There were nine men in the plane -- seven officers and two non-commissioned officers.
Only one lieutenant and one sergeant were saved, and only two bodies were found intact; the rest, were scattered along the road and neighboring desert, searchers said, for a distance of 200 yards.
So difficult was it to identify bodies, or piece them together, that seven Las Cruces fliers -- five of them members of the civil air patrol here -- got permission to fly over the area and hunt for others who might have escaped by parachute.
The air searchers, flying in six separate planes -- Nell Ruth Roughton of the Border Flying Service, Gregory Yelvington, Robt. Chamberlain, Buford Busby, Robt. Turner, Gus Glass and Robt. Crawford -- found no additional men alive, however.

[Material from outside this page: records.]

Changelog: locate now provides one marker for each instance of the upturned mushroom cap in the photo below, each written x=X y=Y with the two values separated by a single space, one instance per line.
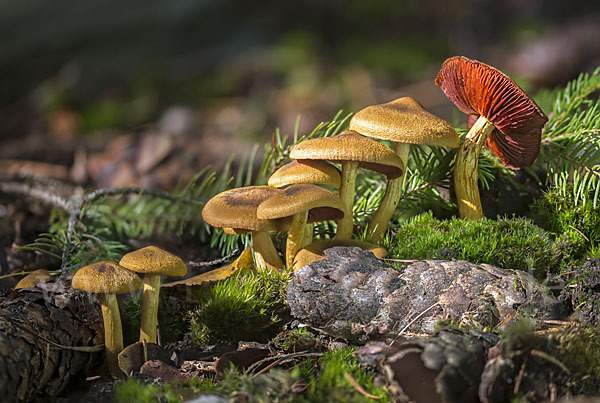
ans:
x=351 y=146
x=106 y=278
x=236 y=209
x=478 y=89
x=316 y=251
x=322 y=204
x=153 y=260
x=404 y=121
x=33 y=278
x=306 y=171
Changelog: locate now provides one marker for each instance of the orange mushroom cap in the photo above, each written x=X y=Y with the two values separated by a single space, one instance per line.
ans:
x=478 y=89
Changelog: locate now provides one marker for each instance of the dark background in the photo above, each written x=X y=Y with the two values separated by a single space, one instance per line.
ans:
x=220 y=75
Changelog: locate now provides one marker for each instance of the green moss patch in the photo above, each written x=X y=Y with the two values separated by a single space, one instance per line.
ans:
x=511 y=243
x=244 y=307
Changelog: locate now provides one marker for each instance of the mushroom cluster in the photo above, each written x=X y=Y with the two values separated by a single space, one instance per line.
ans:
x=295 y=197
x=108 y=279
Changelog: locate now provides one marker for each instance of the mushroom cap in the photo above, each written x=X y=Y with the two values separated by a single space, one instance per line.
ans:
x=235 y=209
x=306 y=171
x=106 y=278
x=351 y=146
x=404 y=121
x=316 y=251
x=478 y=89
x=322 y=204
x=33 y=278
x=153 y=260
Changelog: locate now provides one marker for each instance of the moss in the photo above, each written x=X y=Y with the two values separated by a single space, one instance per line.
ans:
x=576 y=226
x=512 y=243
x=244 y=307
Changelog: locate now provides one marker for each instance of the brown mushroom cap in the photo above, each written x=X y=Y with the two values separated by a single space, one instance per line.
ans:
x=478 y=89
x=351 y=146
x=236 y=209
x=322 y=204
x=316 y=251
x=33 y=278
x=306 y=171
x=404 y=121
x=153 y=260
x=106 y=278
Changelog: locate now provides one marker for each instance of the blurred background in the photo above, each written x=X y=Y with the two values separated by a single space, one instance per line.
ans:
x=140 y=92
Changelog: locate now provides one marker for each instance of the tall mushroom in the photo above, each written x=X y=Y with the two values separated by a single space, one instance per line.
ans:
x=481 y=90
x=235 y=210
x=153 y=262
x=352 y=150
x=405 y=122
x=107 y=279
x=304 y=203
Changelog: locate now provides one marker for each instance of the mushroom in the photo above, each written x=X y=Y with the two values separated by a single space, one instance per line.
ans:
x=316 y=251
x=107 y=279
x=304 y=203
x=511 y=119
x=235 y=210
x=405 y=122
x=352 y=150
x=153 y=262
x=306 y=171
x=33 y=278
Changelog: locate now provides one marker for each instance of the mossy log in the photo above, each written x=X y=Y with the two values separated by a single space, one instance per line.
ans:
x=48 y=336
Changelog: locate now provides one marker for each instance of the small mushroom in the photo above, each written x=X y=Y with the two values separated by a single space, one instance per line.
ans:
x=235 y=211
x=352 y=150
x=304 y=203
x=511 y=119
x=405 y=122
x=34 y=278
x=316 y=251
x=153 y=262
x=315 y=172
x=107 y=279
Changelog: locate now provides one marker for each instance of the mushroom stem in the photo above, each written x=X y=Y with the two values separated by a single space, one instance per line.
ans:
x=382 y=216
x=265 y=254
x=150 y=307
x=113 y=332
x=349 y=172
x=296 y=237
x=466 y=173
x=308 y=234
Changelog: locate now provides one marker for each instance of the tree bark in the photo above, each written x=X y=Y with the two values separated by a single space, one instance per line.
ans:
x=48 y=336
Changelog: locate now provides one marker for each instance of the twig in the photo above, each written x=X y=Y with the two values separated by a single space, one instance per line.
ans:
x=414 y=320
x=359 y=388
x=282 y=358
x=213 y=262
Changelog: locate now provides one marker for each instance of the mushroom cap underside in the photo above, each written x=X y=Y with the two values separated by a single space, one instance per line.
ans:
x=478 y=89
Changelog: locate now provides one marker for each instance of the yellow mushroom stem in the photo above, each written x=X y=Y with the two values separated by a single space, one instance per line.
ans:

One officer from Biggs expressed the belief that the original explosion might have thrown the men saved clear of the plane and simultaneously opened their parachutes.
The men found alive, however, were piled one upon the other, parachutes entangled, apparently, the plane had been too close to the ground for them to get full benefit of the chutes.
One of the men whose bodies found intact apparently had tried to open his parachute, since it was lying with his body partly opened.
As soon as officers from Biggs field arrived, they placed a guard around the scene to keep sightseers away.
They didn't want anything disturbed, they explained, until a thorough investigation could be made; furthermore, it was understood, they wanted to guard secret parts of the machine from being examined by possible agents of enemy countries.
Col. W. B. Hough, Biggs Field commandant, said the ship carried practice bombs, which were to have been dropped on an undesignated target to the northwest at daybreak.